# Introduction to Monte Carlo simulation

This article was adapted from *Microsoft Office Excel 2007 Data Analysis and Business Modeling* by Wayne L. Winston. Visit Microsoft Learning to learn more about this book.

This classroom-style book was developed from a series of presentations by Wayne Winston, a well known statistician and business professor who specializes in creative, practical applications of Excel. So be prepared — you may need to put your thinking cap on.

## In this article

- Overview
- Who uses Monte Carlo simulation?
- What happens when I enter
*=RAND()*in a cell? - How can I simulate values of a discrete random variable?
- How can I simulate values of a normal random variable?
- How can a greeting card company determine how many cards to produce?
- Problems

## Overview

- Who uses Monte Carlo simulation?
- What happens when I type
*=RAND()*in a cell? - How can I simulate values of a discrete random variable?
- How can I simulate values of a normal random variable?
- How can a greeting card company determine how many cards to produce?

We would like to accurately estimate the probabilities of uncertain events. For example, what is the probability that a new product’s cash flows will have a positive net present value (NPV)? What is the risk factor of our investment portfolio? Monte Carlo simulation enables us to model situations that present uncertainty and then play them out on a computer thousands of times.

** Note ** The name *Monte Carlo simulation* comes from the computer simulations performed during the 1930s and 1940s to estimate the probability that the chain reaction needed for an atom bomb to detonate would work successfully. The physicists involved in this work were big fans of gambling, so they gave the simulations the code name *Monte Carlo*.

In the next five chapters, I’ll provide some examples of how you can use Microsoft Office Excel 2007 to perform Monte Carlo simulations.

## Who uses Monte Carlo simulation?

Many companies use Monte Carlo simulation as an important part of their decision-making process. Here are some examples.

- General Motors, Proctor and Gamble, Pfizer, Bristol-Myers Squibb, and Eli Lilly use simulation to estimate both the average return and the risk factor of new products. At GM, this information is used by the CEO to determine which products come to market.
- GM uses simulation for activities such as forecasting net income for the corporation, predicting structural and purchasing costs, and determining its susceptibility to different kinds of risk (such as interest rate changes and exchange rate fluctuations).
- Lilly uses simulation to determine the optimal plant capacity for each drug.
- Proctor and Gamble uses simulation to model and optimally hedge foreign exchange risk.
- Sears uses simulation to determine how many units of each product line should be ordered from suppliers—for example, the number of pairs of Dockers trousers that should be ordered this year.
- Oil and drug companies use simulation to value "real options," such as the value of an option to expand, contract, or postpone a project.
- Financial planners use Monte Carlo simulation to determine optimal investment strategies for their clients’ retirement.
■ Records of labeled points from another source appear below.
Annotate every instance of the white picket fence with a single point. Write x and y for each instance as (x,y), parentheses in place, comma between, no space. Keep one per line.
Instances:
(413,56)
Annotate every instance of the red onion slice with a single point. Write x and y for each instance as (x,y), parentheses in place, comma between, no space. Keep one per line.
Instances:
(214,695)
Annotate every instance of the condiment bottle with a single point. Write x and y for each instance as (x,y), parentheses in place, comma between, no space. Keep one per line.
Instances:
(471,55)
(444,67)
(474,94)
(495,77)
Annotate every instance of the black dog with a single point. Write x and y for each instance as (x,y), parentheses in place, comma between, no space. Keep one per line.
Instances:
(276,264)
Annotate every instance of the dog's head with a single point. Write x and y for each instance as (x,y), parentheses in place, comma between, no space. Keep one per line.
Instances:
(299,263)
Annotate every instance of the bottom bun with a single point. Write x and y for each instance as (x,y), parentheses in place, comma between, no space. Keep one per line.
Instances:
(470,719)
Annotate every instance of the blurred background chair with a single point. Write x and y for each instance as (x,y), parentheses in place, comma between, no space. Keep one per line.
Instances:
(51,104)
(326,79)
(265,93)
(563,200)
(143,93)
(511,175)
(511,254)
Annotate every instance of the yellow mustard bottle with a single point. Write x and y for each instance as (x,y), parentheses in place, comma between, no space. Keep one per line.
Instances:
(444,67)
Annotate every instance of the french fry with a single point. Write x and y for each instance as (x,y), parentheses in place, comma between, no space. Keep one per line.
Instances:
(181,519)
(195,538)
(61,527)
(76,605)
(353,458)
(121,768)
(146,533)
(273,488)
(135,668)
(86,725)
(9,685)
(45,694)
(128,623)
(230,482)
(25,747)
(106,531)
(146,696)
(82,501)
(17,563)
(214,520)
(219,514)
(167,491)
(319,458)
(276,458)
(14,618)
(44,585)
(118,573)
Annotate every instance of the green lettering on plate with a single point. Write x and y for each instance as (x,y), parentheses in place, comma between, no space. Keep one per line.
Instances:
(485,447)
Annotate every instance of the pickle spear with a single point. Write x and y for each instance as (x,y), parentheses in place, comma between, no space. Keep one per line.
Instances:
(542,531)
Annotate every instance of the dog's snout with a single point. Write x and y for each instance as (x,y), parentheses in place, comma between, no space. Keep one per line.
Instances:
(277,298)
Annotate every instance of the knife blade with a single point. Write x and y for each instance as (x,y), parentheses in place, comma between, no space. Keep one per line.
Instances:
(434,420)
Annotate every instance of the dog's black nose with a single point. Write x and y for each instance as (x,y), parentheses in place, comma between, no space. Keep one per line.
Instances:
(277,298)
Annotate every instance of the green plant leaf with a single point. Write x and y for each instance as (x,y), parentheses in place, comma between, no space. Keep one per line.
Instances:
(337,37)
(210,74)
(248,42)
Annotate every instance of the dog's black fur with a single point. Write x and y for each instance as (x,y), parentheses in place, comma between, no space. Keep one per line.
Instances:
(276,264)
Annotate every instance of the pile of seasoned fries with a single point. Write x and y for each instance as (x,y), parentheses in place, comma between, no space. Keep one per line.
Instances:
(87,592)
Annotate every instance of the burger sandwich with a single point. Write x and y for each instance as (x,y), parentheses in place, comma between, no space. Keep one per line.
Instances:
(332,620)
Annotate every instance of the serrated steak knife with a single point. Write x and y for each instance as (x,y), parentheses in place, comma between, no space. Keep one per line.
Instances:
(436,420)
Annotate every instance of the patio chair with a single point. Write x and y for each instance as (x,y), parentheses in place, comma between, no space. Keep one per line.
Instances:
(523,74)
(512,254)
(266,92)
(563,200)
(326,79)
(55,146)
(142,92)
## What happens when I type *=RAND()* in a cell?

When you type the formula *=RAND()* in a cell, you get a number that is equally likely to assume any value between 0 and 1. Thus, around 25 percent of the time, you should get a number less than or equal to 0.25; around 10 percent of the time you should get a number that is at least 0.90, and so on. To demonstrate how the RAND function works, take a look at the file Randdemo.xlsx, shown in Figure 60-1.

**Figure 60-1**Demonstrating the RAND function

** Note ** When you open the file Randdemo.xlsx, you will not see the same random numbers shown in Figure 60-1. The RAND function always automatically recalculates the numbers it generates when a worksheet is opened or when new information is entered into the worksheet.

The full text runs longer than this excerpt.